Institutional ‘Push-Back’ Against Twitter Policy
by A. Lawrence Chickering and James S. Turner
In his first days President Trump has revealed the weaknesses of policy made by Presidential tweets and invoked corrective responses from other institutions both public and private. In the process he has demonstrated the difficulties of governing as a minority leader, the limitations of applying the business model to government, and the limited impact of rhetoric on events.
The President’s motivation is no secret: he wanted to ‘come out of the gate’ at full speed and showing maximum strength. Full speed often means ignoring process. Instead of showing strength, he got reviews like this one from broadly respected Republican power broker James Baker, reported by Politico: “The rollout here was deficient; we have to acknowledge that.” He has to do a much better job, Politico reports Baker saying, of working with the other power centers of Washington—Congress and the Cabinet—before unveiling disruptive new policies.

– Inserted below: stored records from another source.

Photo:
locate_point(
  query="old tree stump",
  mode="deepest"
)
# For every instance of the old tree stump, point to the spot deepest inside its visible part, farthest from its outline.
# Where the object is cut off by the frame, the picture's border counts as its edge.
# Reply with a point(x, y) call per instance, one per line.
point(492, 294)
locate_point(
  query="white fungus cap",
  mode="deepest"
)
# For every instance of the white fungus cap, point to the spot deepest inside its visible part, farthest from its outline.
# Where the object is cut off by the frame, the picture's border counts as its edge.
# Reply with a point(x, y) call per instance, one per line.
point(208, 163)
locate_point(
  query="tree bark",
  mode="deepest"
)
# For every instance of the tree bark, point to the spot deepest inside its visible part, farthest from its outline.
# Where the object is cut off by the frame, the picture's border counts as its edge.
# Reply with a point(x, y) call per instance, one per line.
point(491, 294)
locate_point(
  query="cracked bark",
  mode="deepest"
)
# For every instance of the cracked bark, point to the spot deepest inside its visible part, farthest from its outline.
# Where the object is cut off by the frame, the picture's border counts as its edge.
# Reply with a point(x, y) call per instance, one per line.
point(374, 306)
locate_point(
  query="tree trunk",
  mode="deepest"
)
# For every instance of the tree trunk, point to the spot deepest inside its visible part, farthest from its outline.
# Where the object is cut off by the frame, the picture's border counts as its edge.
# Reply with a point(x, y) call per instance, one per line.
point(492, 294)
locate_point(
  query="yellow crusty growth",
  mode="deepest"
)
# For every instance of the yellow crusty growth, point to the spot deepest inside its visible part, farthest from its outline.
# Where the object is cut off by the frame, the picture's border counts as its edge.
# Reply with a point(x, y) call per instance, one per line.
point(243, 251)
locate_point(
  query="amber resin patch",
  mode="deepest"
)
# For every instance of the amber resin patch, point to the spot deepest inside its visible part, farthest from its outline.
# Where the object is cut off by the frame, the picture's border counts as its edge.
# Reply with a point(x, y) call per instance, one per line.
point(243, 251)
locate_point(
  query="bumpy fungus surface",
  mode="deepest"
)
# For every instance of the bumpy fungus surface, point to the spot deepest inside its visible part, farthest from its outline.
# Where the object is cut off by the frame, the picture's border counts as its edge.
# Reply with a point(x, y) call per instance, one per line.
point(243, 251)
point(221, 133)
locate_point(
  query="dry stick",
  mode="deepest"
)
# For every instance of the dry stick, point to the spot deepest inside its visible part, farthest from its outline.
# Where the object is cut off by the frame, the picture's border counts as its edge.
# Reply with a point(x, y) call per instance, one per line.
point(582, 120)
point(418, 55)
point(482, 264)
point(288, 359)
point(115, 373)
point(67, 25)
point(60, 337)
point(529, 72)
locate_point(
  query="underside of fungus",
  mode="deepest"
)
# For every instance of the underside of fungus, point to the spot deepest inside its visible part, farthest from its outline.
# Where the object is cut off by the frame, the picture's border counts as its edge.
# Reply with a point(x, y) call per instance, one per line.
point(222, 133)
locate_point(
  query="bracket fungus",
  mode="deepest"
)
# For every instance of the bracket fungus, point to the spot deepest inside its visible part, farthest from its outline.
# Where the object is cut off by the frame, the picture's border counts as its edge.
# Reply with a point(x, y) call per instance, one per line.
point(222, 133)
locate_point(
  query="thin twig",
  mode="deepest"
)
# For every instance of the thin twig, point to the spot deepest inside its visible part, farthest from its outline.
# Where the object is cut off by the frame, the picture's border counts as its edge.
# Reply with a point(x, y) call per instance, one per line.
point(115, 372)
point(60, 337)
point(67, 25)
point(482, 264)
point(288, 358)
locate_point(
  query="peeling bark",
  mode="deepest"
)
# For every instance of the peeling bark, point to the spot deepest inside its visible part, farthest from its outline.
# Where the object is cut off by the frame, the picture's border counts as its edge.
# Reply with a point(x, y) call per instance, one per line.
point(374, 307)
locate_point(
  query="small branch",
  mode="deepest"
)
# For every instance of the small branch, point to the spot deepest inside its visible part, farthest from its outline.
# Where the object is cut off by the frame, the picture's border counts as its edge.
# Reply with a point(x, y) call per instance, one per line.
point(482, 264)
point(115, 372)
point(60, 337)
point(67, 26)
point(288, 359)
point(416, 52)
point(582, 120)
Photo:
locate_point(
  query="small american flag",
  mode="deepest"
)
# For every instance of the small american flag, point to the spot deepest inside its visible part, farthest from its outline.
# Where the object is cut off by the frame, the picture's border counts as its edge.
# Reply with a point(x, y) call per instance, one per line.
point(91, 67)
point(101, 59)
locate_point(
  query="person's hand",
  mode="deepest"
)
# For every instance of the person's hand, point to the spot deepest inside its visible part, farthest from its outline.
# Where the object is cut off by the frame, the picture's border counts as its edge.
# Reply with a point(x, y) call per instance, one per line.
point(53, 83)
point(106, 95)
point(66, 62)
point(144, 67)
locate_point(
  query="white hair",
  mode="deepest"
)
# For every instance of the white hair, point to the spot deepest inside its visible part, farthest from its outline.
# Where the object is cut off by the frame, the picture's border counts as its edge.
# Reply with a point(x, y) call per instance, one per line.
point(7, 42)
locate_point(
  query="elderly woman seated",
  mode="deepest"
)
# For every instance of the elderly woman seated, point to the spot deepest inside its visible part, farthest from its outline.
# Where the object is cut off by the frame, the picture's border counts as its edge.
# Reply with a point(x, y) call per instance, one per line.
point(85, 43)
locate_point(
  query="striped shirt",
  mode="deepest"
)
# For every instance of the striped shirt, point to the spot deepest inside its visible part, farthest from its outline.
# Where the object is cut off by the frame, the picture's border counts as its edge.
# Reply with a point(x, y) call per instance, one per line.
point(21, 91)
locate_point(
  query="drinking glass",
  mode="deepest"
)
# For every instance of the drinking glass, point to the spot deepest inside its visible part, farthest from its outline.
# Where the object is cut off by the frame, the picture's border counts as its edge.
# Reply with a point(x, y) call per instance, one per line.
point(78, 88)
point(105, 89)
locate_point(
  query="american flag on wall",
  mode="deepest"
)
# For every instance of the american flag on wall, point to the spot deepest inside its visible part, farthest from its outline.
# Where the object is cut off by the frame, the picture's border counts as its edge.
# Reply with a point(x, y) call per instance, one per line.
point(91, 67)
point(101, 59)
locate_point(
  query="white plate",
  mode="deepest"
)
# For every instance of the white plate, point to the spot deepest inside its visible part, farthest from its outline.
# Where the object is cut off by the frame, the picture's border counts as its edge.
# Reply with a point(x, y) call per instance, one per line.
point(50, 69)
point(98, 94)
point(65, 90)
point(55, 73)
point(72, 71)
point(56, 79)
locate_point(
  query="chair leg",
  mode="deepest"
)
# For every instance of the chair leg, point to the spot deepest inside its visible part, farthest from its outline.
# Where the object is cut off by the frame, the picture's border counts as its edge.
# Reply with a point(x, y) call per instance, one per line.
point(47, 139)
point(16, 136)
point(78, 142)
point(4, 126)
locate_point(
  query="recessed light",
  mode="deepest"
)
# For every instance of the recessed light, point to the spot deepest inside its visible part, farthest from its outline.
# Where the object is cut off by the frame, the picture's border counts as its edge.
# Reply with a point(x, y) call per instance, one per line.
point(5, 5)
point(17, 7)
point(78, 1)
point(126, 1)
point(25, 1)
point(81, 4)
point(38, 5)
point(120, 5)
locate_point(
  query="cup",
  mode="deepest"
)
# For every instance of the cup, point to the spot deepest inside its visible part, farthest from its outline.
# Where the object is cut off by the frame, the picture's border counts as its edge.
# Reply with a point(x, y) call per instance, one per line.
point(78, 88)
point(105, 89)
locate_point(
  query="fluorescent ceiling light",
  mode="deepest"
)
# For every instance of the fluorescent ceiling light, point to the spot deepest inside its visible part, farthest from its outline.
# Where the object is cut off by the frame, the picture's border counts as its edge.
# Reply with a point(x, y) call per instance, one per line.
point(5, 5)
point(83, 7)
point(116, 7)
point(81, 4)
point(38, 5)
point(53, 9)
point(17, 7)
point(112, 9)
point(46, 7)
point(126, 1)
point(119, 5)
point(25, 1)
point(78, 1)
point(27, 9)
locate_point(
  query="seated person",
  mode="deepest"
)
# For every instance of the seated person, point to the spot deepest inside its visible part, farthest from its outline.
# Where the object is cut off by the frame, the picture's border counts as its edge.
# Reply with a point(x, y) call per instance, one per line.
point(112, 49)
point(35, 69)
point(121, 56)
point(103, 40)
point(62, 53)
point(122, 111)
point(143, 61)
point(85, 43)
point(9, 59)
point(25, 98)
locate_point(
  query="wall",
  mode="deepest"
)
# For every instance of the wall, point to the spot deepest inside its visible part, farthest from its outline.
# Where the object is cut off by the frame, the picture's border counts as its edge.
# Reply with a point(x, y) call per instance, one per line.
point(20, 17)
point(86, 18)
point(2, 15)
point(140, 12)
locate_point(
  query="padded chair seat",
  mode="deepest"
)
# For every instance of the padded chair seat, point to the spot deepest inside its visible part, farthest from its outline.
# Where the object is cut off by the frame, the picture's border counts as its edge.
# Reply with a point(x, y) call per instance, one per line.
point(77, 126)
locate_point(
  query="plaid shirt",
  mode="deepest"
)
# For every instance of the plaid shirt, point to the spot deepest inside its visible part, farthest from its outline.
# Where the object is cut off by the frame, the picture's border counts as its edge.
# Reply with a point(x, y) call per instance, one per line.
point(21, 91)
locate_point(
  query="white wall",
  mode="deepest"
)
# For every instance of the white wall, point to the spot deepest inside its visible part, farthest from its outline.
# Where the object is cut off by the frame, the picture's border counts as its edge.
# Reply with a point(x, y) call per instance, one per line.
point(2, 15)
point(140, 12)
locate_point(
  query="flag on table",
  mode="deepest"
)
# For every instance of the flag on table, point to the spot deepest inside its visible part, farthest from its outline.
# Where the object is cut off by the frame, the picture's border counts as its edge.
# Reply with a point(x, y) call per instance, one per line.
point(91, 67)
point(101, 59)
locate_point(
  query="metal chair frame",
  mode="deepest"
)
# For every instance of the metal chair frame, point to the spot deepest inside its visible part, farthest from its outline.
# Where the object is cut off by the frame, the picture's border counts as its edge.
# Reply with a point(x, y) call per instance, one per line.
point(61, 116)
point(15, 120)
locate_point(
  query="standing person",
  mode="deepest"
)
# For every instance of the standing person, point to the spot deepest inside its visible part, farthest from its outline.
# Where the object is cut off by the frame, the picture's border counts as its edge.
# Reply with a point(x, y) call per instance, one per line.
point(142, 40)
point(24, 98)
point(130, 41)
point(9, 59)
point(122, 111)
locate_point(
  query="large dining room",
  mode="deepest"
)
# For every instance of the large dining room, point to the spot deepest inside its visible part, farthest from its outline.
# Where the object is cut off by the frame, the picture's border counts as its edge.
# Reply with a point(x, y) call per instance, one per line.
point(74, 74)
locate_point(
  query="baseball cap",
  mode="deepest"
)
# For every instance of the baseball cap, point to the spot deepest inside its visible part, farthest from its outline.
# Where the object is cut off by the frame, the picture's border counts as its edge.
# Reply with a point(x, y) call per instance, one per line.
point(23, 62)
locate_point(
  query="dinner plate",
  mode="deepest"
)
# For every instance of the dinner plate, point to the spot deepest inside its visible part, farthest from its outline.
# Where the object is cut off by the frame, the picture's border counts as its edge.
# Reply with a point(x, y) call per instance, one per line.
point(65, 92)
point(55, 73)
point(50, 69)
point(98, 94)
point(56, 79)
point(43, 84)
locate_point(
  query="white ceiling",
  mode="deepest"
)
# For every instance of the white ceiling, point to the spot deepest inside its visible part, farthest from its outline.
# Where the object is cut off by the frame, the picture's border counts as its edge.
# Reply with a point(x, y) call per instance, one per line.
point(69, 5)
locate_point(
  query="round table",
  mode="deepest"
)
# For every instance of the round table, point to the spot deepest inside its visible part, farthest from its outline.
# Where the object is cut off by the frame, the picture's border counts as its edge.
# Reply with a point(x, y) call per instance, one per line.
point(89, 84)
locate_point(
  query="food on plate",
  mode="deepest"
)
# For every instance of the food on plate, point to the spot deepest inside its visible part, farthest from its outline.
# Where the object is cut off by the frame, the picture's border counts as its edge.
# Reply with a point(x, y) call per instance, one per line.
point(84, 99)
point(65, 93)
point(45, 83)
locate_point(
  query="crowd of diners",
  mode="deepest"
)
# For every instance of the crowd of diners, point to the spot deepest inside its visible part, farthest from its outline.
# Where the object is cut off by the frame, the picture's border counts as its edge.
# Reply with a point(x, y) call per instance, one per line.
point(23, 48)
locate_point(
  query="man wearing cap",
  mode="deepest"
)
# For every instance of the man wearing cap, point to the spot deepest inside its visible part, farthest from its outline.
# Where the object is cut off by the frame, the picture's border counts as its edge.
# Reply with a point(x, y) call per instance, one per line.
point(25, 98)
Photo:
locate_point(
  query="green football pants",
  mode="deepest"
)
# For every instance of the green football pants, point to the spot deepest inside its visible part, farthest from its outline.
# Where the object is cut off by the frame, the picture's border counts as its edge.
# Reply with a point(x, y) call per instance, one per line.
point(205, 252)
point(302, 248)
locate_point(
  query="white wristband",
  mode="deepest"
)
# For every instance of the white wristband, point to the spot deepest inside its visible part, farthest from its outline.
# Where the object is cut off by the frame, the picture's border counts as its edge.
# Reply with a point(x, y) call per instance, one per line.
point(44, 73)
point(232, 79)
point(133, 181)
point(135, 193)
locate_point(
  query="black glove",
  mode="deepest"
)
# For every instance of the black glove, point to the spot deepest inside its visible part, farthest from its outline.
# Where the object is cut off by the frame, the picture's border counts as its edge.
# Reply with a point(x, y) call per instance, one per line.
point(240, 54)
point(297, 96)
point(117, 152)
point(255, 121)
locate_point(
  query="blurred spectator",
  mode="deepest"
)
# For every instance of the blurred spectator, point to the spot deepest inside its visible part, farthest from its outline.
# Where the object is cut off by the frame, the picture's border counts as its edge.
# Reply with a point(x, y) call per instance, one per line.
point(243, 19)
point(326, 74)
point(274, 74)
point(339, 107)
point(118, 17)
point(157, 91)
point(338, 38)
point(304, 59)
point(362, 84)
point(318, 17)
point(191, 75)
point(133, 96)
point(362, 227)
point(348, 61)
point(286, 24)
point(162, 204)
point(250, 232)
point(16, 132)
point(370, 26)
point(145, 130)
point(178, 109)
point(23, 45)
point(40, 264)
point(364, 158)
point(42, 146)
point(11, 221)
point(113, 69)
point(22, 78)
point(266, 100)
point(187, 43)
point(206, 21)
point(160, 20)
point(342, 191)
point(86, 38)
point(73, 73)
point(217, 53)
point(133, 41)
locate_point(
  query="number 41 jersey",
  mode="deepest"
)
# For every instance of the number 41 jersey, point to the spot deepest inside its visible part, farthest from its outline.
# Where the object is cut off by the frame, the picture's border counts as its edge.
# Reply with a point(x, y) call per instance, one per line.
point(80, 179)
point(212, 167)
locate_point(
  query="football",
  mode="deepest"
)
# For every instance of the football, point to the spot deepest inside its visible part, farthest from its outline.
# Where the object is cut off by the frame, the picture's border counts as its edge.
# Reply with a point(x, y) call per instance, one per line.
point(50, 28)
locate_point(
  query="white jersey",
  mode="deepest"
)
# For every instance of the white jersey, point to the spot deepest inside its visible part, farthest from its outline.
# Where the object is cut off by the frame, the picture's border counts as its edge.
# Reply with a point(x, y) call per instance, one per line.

The President’s disinterest in process—how to vet new policies to ensure conformity to legal precedents, inform stakeholders, and minimize unintended consequences that stimulate avoidable political opposition—resulted in procedural missteps and resistance from multiple sources.
The immigration policy read like something designed for political reasons and indifferent to impacts on real people. Barring green card holders, who are here legally, is an obvious example, and was quickly reversed. No notice was given to employers employing large numbers of immigrants, such as in Silicon Valley. They pushed back, citing potential innovation and competitive losses, creating headlines such as “96 Companies Just Told Trump Where He Can Shove His Muslim Ban”.
Failures in consultation began with failure to fully coordinate with Cabinet appointees, who, according to news reports often denied by the White House, pushed back. On immigration policy, implemented for national security, Homeland Security Secretary (formerly General) John Kelly seems to have taken positions differing from the White House on green card holders, ultimately excepting them from the order, and to have insisted that the order was not a ban and temporary, while White House spokespersons called it a ban and failed to deny that it was intended to be permanent.
A federal court in Washington state issued an emergency stay of the Presidential order. The 9th Circuit Court of Appeals refused to lift the stay and will decide whether or not it will continue until the full case is heard. It seems likely the issue will go, sooner or later, to the Supreme Court for resolution.
These corrective measures are coming from our institutions, making corrections to the course set by an inexperienced President. As a minority President (well under one-third of age-eligible voters checked off Trump) who believes in business principles (market the product, the manageable downside is bankruptcy) and uses advertising (insistent rhetorical messages—the judge is a rogue) to ‘handle’ image problems and boost selling, he is running into unexpected political headwinds. He seems to be taking, or the institutions are forcing, corrective action on process. Substance of disruptive new policies remains contentious and minimally addressed.
If unrecognized, the transpartisan reality—that most Americans feel alienated from the current political process even, or maybe especially, when controlled by an outsider like Trump–will impede action in every direction. The transpartisan vision—including the widest possible expression of interests in all decision making—needs support from both inside and outside our formal governmental institutions as part of getting successfully through this contentious time.